O caixa da FTX e da Alameda esvaziou para pagar dívidas com os credores, o site CoinDesk publicou uma matéria em que revelava o esquema, e em apenas algumas semanas o valor das empresas passou de US$ 32 bilhões (US$ 2 bi a mais que o Bradesco) para zero.
*O que são criptomoedas
Uma criptomoeda é uma espécie de dinheiro eletrônico cujas transações acontecem de ponto a ponto, ou seja, sem intermediários. As transferências podem ser verificadas por todos usuários, pois ficam gravadas em um banco de dados distribuídos chamado blockchain. Blockchain é uma estrutura sem uma entidade administradora central, o que torna impossível para qualquer autoridade financeira ou governamental manipular a emissão e o valor da criptomoeda ou induzir a inflação com a produção de mais dinheiro.

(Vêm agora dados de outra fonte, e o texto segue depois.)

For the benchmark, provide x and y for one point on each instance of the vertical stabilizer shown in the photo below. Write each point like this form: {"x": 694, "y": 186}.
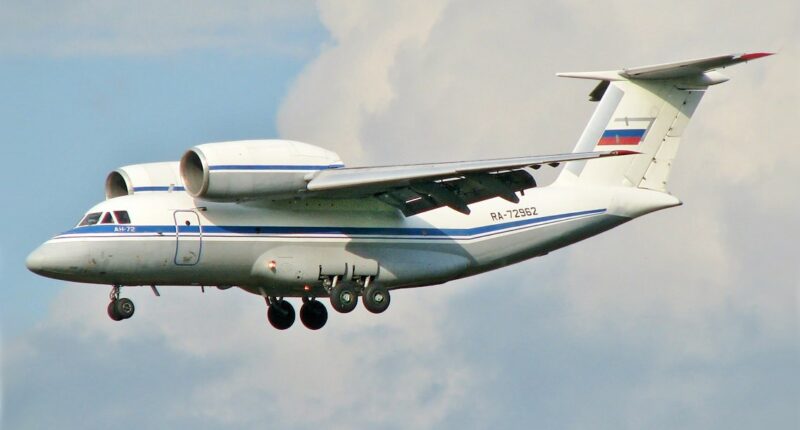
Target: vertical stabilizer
{"x": 644, "y": 109}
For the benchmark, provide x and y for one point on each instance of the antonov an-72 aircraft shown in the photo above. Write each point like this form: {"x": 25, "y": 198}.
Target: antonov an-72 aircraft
{"x": 282, "y": 219}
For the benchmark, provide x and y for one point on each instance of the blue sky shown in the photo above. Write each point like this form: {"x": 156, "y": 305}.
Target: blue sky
{"x": 686, "y": 318}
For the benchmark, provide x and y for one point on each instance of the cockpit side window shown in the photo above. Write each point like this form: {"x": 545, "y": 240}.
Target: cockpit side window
{"x": 107, "y": 219}
{"x": 122, "y": 217}
{"x": 90, "y": 219}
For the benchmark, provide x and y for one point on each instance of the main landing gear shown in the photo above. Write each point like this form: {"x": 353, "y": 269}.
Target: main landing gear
{"x": 280, "y": 313}
{"x": 119, "y": 308}
{"x": 344, "y": 298}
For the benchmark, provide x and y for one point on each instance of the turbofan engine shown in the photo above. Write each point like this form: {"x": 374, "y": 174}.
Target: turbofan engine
{"x": 138, "y": 178}
{"x": 252, "y": 169}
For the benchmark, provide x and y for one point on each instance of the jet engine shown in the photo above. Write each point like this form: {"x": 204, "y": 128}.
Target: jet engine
{"x": 252, "y": 169}
{"x": 143, "y": 177}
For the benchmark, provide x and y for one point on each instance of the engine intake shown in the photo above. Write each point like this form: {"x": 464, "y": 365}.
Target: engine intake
{"x": 146, "y": 177}
{"x": 252, "y": 169}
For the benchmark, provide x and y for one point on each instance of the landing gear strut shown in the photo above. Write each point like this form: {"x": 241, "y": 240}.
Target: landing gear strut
{"x": 376, "y": 298}
{"x": 119, "y": 308}
{"x": 280, "y": 313}
{"x": 313, "y": 314}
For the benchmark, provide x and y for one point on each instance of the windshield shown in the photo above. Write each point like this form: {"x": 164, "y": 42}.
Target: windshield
{"x": 90, "y": 219}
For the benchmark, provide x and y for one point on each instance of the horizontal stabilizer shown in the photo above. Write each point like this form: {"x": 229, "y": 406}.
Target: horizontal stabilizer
{"x": 677, "y": 70}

Existem milhares de criptomoedas, cada uma com sua proposta. A mais popular e valiosa criptomoeda, o Bitcoin, apostava em atrelar sua valorização a um mecanismo de escassez (a produção de Bitcoins é reduzida de forma exponencial em função do tempo). No entanto, grandes movimentos especulativos de oferta e demanda influenciam na oscilação de seu valor no mercado de câmbio, sendo definido livremente durante as 24 horas do dia. No final das contas, a valorização do Bitcoin se deveu muito mais à especulação do que ao uso da moeda em transações financeiras.